「見ちがい、言いちがい」

そして、見当違いと。

何故だか、僕らは間違いばかり犯してしまっている気がする。でも、間違いというのがそもそもわからない。正解以外は全て間違いな気もするし、永遠に正解は僕らが到達できないような気もする。つまり、なんだかわからないが降りかかってくる事象をとりあえず、正解か間違いかどちらかに価値付けることで思考を停止させる代わりに、判断している自分に自信を持たせ、世界の中にいる自己を認識させようと自らに暗示をかける試みなのだろうか。身勝手な差異を認識できる僕らの脳みそが幸いだと誰が言い切れようか?間違いと盲信していたそれは間違いではなくて、全ては自分を発見させるためだけの行為を続けていただけかもしれないかもしれないかもしれない。

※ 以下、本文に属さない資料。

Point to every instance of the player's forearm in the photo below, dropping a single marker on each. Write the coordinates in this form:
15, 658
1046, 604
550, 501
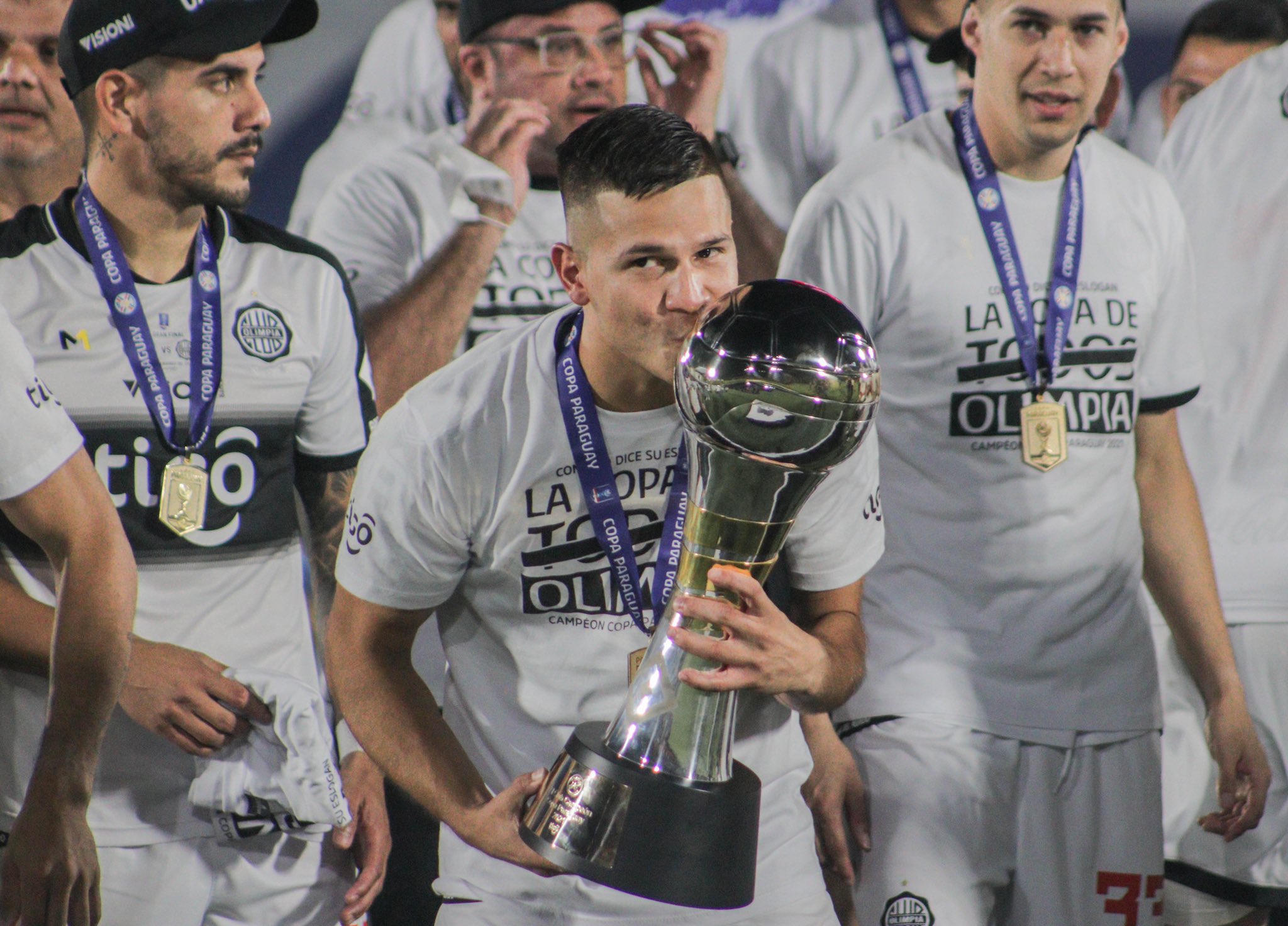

下北の「劇」新劇場で見てきたわけだが、あまり評価できるものではなかった。実験的な試みとしても甘い印象を受けた。

会場着いたら、「あ、今席作りますねー」と座布団を敷きだすどんぶり勘定具合。まぁ、微笑ましいのだけども。で、劇場に入ったら既に役者が立ちながらステージで寝ているというスタンバイ具合。これは強烈な演出。幕以前から、介入している。

本作は、それが狙いだとしても、あまりに、全てが日常と乖離しており、説明がされなさ「過ぎる」ところが退屈である。「サイコシス」と同じくまず、話がほぼない。わけわからないことを言う。つまりは言葉の連鎖、連想ゲーム。イメージで遊ぶ人向き。演劇関係者っぽい人や大学の先生風が結構いたが、個人的にはあまり評価できなかった。

昨日のストーンズに圧倒されてるだけ?いやいや。

あくまで個人的な趣味だけど、舞台と客のボーダーが限界まで曖昧な劇を見たいなぁ。